Eli Zaretskii <eliz@gnu.org> writes:

> I don't think I agree with you.  I think I'm with Cecilio here.
> Physical key events means that Emacs doesn't perform any conversions,
> it leaves that to the Lisp program which receives such events.  E.g.,
> when I press the Alt key, I expect to see an event of pressing the Alt
> key, not a (non-existent) Meta.  And if I press the Right Alt key, I
> expect to see AltGr, not Alt and not Meta.

The issue is that X does not attach enough significance to keysyms
reliably to tell AltGr from Alt, or the like, with a keysym alone.  A
keysym is just that--a symbol printed on a key cap, and it is up to
users to bind these keys to modifier bits, all of which but Shift, Caps
Lock, and Ctrl are completely nondescript and for client programs such
as Emacs to interpret.

E.g., AltGr could be configured on the OS level to serve as a level 3
shift key, as it typically does, or as an entirely different modifier,
without affecting the keysym (XK_Alt_R _or_ XK_ISO_Level3_Shift) or even
the modifier bit (on my system, Mod5) generated.  Likewise, Caps Lock
could be configured to Control while continuing to be reported as
XK_Caps_Lock.

Emacs already tries to establish a sensible relationship between
modifier bits and Emacs modifiers, and clearly, the reasonable way
forward is to write a small quantity of code to deduce the modifier bits
produced by a keysym, and reuse the existing mechanism to report a
modifier that users will expect, instead of engineering a different
mechanism for the purposes of reporting modifier activation and
deactivation, or, as Cecilio's patch currently does, reporting keysyms
totally independent of the modifiers actually bound to their keys.

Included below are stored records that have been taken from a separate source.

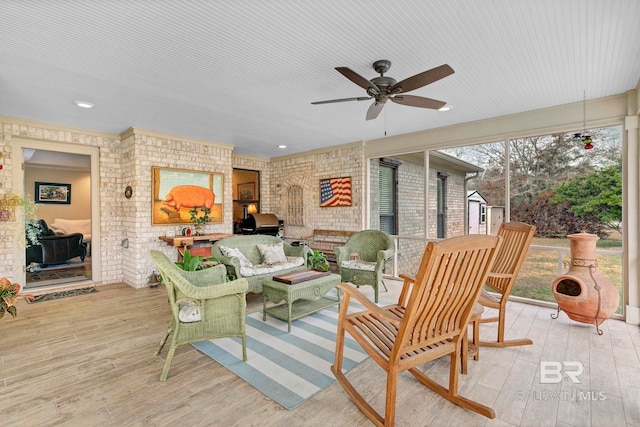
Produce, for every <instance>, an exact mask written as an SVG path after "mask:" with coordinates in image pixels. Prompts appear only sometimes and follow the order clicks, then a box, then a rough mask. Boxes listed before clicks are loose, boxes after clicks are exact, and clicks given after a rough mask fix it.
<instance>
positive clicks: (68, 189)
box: [35, 182, 71, 205]
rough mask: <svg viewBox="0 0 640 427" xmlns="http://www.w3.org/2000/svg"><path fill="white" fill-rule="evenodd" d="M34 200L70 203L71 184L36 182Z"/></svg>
mask: <svg viewBox="0 0 640 427" xmlns="http://www.w3.org/2000/svg"><path fill="white" fill-rule="evenodd" d="M35 202H36V203H51V204H58V205H69V204H71V184H55V183H52V182H36V190H35Z"/></svg>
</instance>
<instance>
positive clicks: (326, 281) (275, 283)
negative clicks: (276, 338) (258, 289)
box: [262, 270, 341, 332]
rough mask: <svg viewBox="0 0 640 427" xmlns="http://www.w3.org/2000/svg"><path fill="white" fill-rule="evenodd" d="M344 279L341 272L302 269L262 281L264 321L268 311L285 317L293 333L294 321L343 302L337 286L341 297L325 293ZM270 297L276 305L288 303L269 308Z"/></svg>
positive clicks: (282, 316) (283, 317) (285, 318)
mask: <svg viewBox="0 0 640 427" xmlns="http://www.w3.org/2000/svg"><path fill="white" fill-rule="evenodd" d="M340 282H341V278H340V275H339V274H332V273H330V272H328V271H327V272H320V271H315V270H300V271H295V272H293V273H288V274H284V275H281V276H274V277H273V279H271V280H264V281H263V282H262V320H263V321H264V320H267V314H268V315H270V316H272V317H275V318H276V319H280V320H284V321H285V322H287V324H288V328H287V332H291V321H293V320H296V319H299V318H301V317H304V316H308V315H309V314H312V313H315V312H317V311H320V310H322V309H324V308H327V307H331V306H332V305H336V304H339V303H340V290H338V289H336V290H337V293H338V299H333V298H327V297H326V296H325V295H326V294H327V292H329V291H330V290H331V289H332V288H335V287H336V286H337V285H338V283H340ZM267 297H268V298H270V299H271V301H273V302H274V303H275V304H278V303H280V302H282V301H284V302H285V303H284V304H279V305H275V306H273V307H269V308H267ZM296 301H297V302H296ZM294 302H296V303H295V304H294Z"/></svg>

>> BTW, if the intention is to forward just modifier key events to Lisp,
>> don't let's refer to them as "physical keyboard events", but in more
>> specific terms.
>
> Yes, I think the idea is to generate modifier key events and expose
> them to Lisp.  What is more specific than "physical keyboard events"?

"Modifier activation and release events", perhaps?